Antonio Maceo Grajales

Titán de Bronce

Died: December 7, 1896

Cuban Military Officer and Patriot. Son of a Venezuelan father and a Black mother of humble condition, he was twenty-three years old when the Cuban Republic was proclaimed with the cry of Yara in 1868.

He enlisted immediately in the independence forces alongside his father and his brothers José and Justo. From an early age he joined the Ten Years' War as a soldier and due to his merits in combat, he achieved the rank of Major General under the orders of Máximo Gómez. His service record includes more than 800 military actions and 26 scars. He was the greatest military strategist of our independence struggles, for his valor, intelligence, political capacity, personality and tactics employed, all of this demonstrated in combats such as those of Ti Arriba, Juan Mulato, San Ulpiano, Peralejo, among many others, to be called the Bronze Titan.
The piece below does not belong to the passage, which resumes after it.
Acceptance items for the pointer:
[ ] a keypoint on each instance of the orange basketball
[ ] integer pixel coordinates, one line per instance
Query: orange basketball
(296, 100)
His first promotion in the revolutionary ranks occurred when he was appointed aide to Máximo Gómez, and from then on he became known as a heroic fighter, and was acclaimed as leader of the insurgents of the Villas. He participated in the Ten Years' War (1868-1878) and defeated the Spanish on numerous occasions, such as at Loma de la Gallega (1871) or in the Battle of Las Guásimas (1872), after which he reached the rank of major general.

However, little by little fissures began to appear among the independence fighters, and in 1877 he rejected an offer of alliance with Vicente García to overthrow the revolutionary government; he also declined the peace proposal of General Martínez Campos and refused to accept the Peace of Zanjón of 1878. Maceo continued fighting and dominated the entire province of Oriente, until the exhaustion of his army forced him to go into exile in Jamaica, from where he continued to conspire.

The revolutionary intransigence of Antonio Maceo Grajales took shape and his stature grew, in the discontent with the Peace of Zanjón, by staging the Protest of Baragua on March 15, 1878. He organized abroad, together with Martí and Gómez the War of Independence and returned to Cuba in 1895, personally directing the invasion from Oriente to Occidente. A zealous defender of our sovereignty and with a clear anti-imperialist vision, the Titan left his political thought written when he stated: Freedom is not begged for, it is conquered with the edge of the machete. He dies in combat on December 7, 1896 in Punta Brava, province of Havana, along with him also falls his aide: Captain Francisco (Panchito) Gómez Toro.